Ardiman jadi ingat kalau putrinya ini jadi ikutan sibuk merecoki seniornya untuk melakukan kunjungan ke Jawa Timur beberapa hari lagi. “Persiapan udah berapa persen?” tanyanya.
“Udah 80 sih, Pa. Tinggal print beberapa hal dan siapin kenang-kenangan buat museumnya kalau kita pernah mengunjungi. Sisanya tinggal kita berangkat,” jawab Dewi.
“Oke. Yang penting nanti utamakan sopan dan santun. Jaga diri dan dengarkan baik-baik penjelasan dari pemandu di sana. Karena belajar dari internet pasti beda feel-nya dengan belajar langsung,” tutur Ardiman yang selaku dosen juga untuk putrinya sehingga harus menyampaikan ini.
“Siap, Pak!” Dewi berkata seraya memberikan hormat.
Satu keluarga ini kemudian makan dengan tenang seraya menikmati siaran TV tentang berita hari ini.
“Kalau aja ada mesin waktu, aku mau lihat ke Zaman Majapahit langsung dan lihat sebenarnya apa yang terjadi sebelum runtuh.... Arghhh penasaran banget!” celetuk Dewi saat ada berita ditemukannya jalur trem saat sedang membangun proyek MRT Jakarta.
“Papa juga kepengen kalau ada. Mau lihat kemegahan Majapahit gimana,” timpal Ardiman.
Sedangkan Anantari mendengarkan saja karena dia juga tertarik dengan topik sejarah tapi tidak tahu banyal. Seperti putranya yang lain, dia punye profesi dan kesukaan yang berbeda dari Ardiman.
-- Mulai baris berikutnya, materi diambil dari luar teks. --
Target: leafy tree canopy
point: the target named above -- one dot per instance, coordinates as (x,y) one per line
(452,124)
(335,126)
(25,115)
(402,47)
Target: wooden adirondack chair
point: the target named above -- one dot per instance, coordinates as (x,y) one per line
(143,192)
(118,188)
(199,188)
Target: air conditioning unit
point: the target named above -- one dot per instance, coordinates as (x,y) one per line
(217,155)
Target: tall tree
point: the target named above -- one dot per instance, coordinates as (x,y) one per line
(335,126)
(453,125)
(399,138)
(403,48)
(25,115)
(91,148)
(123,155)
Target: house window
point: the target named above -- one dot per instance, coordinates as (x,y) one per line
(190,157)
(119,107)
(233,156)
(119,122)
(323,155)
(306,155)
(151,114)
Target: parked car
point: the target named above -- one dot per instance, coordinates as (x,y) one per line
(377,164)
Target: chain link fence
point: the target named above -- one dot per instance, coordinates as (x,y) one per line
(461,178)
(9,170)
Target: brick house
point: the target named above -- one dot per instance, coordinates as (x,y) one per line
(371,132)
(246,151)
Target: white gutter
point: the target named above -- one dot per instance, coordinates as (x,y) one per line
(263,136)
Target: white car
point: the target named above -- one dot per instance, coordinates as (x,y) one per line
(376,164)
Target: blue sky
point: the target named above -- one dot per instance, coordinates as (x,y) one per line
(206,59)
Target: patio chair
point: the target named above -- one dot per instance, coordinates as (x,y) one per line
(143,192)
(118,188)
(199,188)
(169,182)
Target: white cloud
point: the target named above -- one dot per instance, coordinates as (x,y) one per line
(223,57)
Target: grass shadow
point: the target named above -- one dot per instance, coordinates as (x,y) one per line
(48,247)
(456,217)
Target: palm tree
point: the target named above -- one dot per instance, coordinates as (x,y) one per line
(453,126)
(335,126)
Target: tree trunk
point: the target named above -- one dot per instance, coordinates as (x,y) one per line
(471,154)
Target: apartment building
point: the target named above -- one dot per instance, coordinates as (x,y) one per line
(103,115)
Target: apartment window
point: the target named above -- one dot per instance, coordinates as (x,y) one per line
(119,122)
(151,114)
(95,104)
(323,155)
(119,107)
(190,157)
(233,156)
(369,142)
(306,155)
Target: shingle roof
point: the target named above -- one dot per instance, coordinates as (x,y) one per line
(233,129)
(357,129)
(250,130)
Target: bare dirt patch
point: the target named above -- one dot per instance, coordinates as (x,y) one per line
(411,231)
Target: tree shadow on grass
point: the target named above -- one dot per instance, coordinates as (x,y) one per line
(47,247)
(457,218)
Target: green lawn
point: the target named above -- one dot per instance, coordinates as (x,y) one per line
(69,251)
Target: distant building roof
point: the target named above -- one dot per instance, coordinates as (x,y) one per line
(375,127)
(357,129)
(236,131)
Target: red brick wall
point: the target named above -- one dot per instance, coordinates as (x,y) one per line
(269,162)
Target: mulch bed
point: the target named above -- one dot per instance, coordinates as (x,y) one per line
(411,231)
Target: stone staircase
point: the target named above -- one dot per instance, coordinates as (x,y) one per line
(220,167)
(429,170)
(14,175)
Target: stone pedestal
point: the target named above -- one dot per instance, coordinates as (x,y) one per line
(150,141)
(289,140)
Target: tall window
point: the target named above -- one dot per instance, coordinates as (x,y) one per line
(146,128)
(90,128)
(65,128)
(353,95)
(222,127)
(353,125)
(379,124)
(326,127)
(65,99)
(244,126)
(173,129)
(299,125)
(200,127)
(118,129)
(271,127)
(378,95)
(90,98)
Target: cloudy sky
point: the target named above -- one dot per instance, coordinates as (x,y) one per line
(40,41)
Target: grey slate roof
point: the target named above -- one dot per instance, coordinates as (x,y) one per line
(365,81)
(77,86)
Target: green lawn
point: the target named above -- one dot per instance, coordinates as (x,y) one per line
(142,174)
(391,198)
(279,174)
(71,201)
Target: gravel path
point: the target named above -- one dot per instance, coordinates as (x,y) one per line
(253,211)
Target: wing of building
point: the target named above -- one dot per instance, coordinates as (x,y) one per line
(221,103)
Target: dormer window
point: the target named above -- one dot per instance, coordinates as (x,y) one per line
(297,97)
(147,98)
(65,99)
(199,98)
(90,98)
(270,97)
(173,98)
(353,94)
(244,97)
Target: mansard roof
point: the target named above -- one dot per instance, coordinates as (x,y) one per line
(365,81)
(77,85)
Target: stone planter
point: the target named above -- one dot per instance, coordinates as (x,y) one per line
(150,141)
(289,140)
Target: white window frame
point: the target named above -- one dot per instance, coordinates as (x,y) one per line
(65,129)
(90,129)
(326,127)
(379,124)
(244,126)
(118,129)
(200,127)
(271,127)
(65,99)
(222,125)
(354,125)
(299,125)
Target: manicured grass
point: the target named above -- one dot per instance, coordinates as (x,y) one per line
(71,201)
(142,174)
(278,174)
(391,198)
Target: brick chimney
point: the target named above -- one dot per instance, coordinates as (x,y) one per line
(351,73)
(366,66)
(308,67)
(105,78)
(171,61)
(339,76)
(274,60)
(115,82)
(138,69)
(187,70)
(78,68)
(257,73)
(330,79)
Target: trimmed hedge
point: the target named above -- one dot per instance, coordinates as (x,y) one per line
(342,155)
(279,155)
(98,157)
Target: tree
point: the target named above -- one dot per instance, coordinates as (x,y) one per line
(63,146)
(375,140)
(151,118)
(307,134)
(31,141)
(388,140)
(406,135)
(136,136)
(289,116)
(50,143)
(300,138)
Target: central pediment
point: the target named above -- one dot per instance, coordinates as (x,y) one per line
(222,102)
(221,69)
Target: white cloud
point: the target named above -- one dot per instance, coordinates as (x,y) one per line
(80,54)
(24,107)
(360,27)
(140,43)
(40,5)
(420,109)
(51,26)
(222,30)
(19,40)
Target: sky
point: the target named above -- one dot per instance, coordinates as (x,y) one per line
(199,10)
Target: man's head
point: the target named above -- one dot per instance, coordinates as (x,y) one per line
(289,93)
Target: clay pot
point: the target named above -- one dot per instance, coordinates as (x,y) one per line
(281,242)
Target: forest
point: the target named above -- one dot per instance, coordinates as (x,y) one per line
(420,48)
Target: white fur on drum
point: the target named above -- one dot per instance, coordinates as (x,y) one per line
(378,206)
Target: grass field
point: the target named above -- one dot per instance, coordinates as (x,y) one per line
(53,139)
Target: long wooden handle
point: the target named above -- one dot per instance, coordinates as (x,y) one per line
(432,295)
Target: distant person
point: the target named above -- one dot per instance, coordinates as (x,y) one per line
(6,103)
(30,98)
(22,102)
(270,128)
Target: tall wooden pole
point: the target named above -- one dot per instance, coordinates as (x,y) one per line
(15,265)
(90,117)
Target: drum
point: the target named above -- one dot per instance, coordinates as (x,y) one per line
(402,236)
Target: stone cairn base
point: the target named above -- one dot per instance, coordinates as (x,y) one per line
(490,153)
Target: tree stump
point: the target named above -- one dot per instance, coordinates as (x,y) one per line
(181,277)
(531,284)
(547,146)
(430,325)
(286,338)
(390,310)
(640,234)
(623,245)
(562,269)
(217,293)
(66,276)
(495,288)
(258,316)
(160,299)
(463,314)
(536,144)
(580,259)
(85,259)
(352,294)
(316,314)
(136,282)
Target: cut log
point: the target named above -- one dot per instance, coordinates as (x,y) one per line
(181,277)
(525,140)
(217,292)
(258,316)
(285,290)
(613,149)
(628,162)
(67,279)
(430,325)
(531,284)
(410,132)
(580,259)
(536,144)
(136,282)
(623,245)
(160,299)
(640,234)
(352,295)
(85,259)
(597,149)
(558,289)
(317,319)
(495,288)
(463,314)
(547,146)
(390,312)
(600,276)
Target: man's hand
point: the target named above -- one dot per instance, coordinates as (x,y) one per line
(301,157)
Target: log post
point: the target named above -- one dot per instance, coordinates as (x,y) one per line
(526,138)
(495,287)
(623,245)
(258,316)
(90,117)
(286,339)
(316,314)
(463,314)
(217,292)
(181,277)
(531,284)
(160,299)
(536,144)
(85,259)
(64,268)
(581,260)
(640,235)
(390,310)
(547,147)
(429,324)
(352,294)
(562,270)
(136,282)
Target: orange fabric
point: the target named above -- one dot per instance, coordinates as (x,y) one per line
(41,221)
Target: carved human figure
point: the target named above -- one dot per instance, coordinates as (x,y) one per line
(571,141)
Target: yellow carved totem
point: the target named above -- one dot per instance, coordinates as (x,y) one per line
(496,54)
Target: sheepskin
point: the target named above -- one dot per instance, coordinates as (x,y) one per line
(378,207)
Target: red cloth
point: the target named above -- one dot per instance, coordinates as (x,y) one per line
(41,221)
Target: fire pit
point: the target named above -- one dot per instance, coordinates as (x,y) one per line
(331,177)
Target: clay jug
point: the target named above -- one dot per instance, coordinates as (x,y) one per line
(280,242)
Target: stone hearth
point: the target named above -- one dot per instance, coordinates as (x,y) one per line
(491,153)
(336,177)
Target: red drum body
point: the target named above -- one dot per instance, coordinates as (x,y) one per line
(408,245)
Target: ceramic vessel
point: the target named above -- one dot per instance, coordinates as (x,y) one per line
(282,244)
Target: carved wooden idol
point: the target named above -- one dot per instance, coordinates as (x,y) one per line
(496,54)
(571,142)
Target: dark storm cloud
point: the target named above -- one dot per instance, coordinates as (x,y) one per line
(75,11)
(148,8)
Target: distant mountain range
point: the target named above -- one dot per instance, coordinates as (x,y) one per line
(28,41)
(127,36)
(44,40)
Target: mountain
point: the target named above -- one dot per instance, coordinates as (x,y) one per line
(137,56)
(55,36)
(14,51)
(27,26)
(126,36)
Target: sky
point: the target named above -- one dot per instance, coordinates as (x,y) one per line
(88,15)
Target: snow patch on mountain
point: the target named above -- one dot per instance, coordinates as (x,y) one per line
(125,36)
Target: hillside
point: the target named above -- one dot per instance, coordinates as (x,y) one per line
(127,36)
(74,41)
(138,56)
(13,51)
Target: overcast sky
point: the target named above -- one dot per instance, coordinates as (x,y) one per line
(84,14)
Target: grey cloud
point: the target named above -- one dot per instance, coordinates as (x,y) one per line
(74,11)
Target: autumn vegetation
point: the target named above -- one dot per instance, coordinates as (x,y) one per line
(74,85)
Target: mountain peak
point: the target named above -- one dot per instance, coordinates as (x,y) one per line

Dia sendiri pernah jadi koki sebuah hotel ternama dan kini jadi juru masak saja dan di rumah untuk merawat kebun kecil.
“Kalau mama mau liat sih gimana cantiknya putri kerajaan. Soalnya adek selalu bahas selir ini jadi mama penasaran,” ungkap Anantari kemudian.
“Nah... kan... mama jadi ikut penasaran... soalnya tuh kita cuma bisa liat relief dan ilustrasi. Hmmm.... kalau aja ada beneran mesin waktu. Aku cuma mau liat aja nggak pengen ubah sejarah. Atau coba bisa lakuin time travel gitu. Tiba-tiba pingsan dan bangun udah jadi putri raja hehehe.”
“Ada-ada aja kamu, Dek... film apalagi yang kamu liat kali ini?”
“Hehe... ini bukan Film sih, drama korea, judulnya Mr. Queen.”
Ardiman mengusap puncak kepala putrinya karena memang topik soal mesin waktu dan kembali ke masa lalu suka diucapkan putrinya. Tapi jelas, hal ini tidak mungkin terjadi, semua itu cuma karangan. Belum ada yang bisa membuktikan jika hal seperti ini ada walau telah banyak yang mengklaim telah melakukan perjalanan waktu, tapi selalu bisa dibantah oleh logika.
“Nanti kalau aku bisa kembali ke masa lalu, aku kasih hal yang cuma bisa ada di masa itu buat jadi bukti ke mama sama papa,” ujar Dewi penuh tekad.
Ardiman dan Anantari cuma bisa meringis karena mereka tahu itu tidak akan terjadi.